What makes Phillies better than Cardinals?

THE WATERCOOLER

QUESTION: As the Phillies head to their second consecutive World Series it raises the question, “What does Philadelphia have that the Cardinals do not?”

DERRICK GOOLD
Where to begin? How about where the difference is the greatest? The lineup. The Phillies have one of the deepest, one of the most power-packed and actually one of the most underrated lineups in baseball. Chase Utley may be the most complete lefthanded-hitter in the National League. Ryan Howard, Mr. September to the locals, is a power threat that is emerging as a Mr. October. Jimmy Rollins is a former MVP (Matt Holliday was robbed!) and a switch-hitting speed threat. And if the number of elite hitters doesn’t reveal the gulch between the depth of the Phillies’ lineup and the Cardinals’ lineup, consider Shane Victorino and Jayson Werth are complementary hitters in that lineup — and would be linchpins of the Cardinals.

Too much of the Cardinals lineup is isolated around one bat swinging well. His name: Albert Pujols. The Phillies have many players who can spark a rally, continue a rally or invent a rally on their own. They don’t need three hits to score one run. They often need one hit to score three runs. It’s easy to take potshots at the studio they call a ballpark and acknowledge that it adds to the Phillies’ power threat. But here’s the thing: Take away the power, and the Phillies still have the balance and depth to bombard teams anywhere else, too. The Cardinals just don’t have that many dimensions to their offense.

BERNIE MIKLASZ
The Phillies had a much deeper and stronger lineup. If you go by combined onbase + slugging percentage (OPS), the Phillies have the edge over the Cardinals at six of the eight positions. (We’re not counting the pitchers’ batting performances in this statistical breakdown). The only spots where the Cardinals had the better OPS than the Phillies this season were first base and shortstop. The Phillies ranked in the top 5 in the NL in OPS at six positions, and were No. 1 in the league at second base and right field. Their outfielders, overall, were No. 1. They were No. 2 in OPS at center field and fourth in OPS in left field. The Cardinals lagged terribly in the position-by-position OPS rankings at third base (15th), center field (13th) and right field (12th) and were mediocre in left field (8th) and second base (8th). St. Louis outfielders overall were 12th among 16 NL outfields with a .743 OPS — or 108 points less than the OPS generated by the Phillies’ outfield.

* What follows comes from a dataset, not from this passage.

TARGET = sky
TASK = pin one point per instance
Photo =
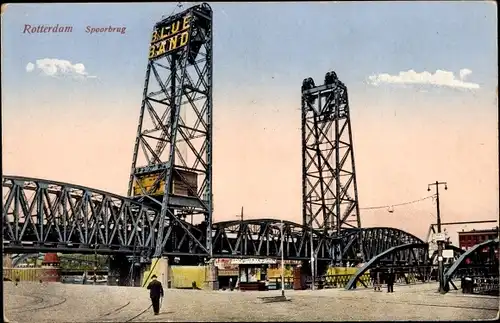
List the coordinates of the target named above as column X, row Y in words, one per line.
column 422, row 81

The Phillies also led the NL in slugging percentage and had a lot more danger in their lineup from top to bottom, finishing with nearly 100 more extra-base hits than the Cardinals.

Finally, there was a huge disparity between the teams in their batting performance against LH pitching. The Phillies were the league’s second-best team in OPS vs. LH (.787) and the Cardinals finished last in OPS vs. LH (.674).

RICK HUMMEL
The one thing the Phillies have that the Cardinals don’t have is damage up and down their lineup, from No. 1, where Jimmy Rollins hit 21 homers, to No. 8, where Carlos Ruiz has been a postseason star. Also, they seem to be better hitters with men in scoring position.

JEFF GORDON
Run production! That lineup wears out pitchers. There is danger everywhere. How many at bats would Chris Duncan, Rick Ankiel, Joe Thurston, Khalil Greene, Troy Glaus, et al, have earned in that group? Fans clamor for a one big hitter to protect Albert, but the challenge is to assemble a dangerous attack, one through eight. The Cards can move in that direction, even without Holliday, by weeding all their .230 hitters off the roster.

KEVIN WHEELER (Host of “Sports Open Line” on KMOX)
Power, speed, offensive depth, better left-right balance in the order and better defense. The Cardinals pitching is a little better on the whole but not by all that much.

The Phillies hit 40 percent more home runs (224 to 160) than the Cardinals, plus they stole 59 percent more bases (119 to 75), walked 12 percent more often (589 to 528) and they had a higher OPS (.781 to .747). In fact, Philly ranked 1st in the NL in OPS and HR while finishing 2nd in steals. They had four 30 home run guys this year (Howard, Utley, Werth and Ibanez) compared to one for the Cards (Pujols), which pretty much paints the picture for you.

In fact, 7 of their 8 “everyday players” reached double digits in home runs (Rollins had 21 as the leadoff man) and the only guy who missed out, catcher Carlos Ruiz, hit 9 homers despite missing 55 games.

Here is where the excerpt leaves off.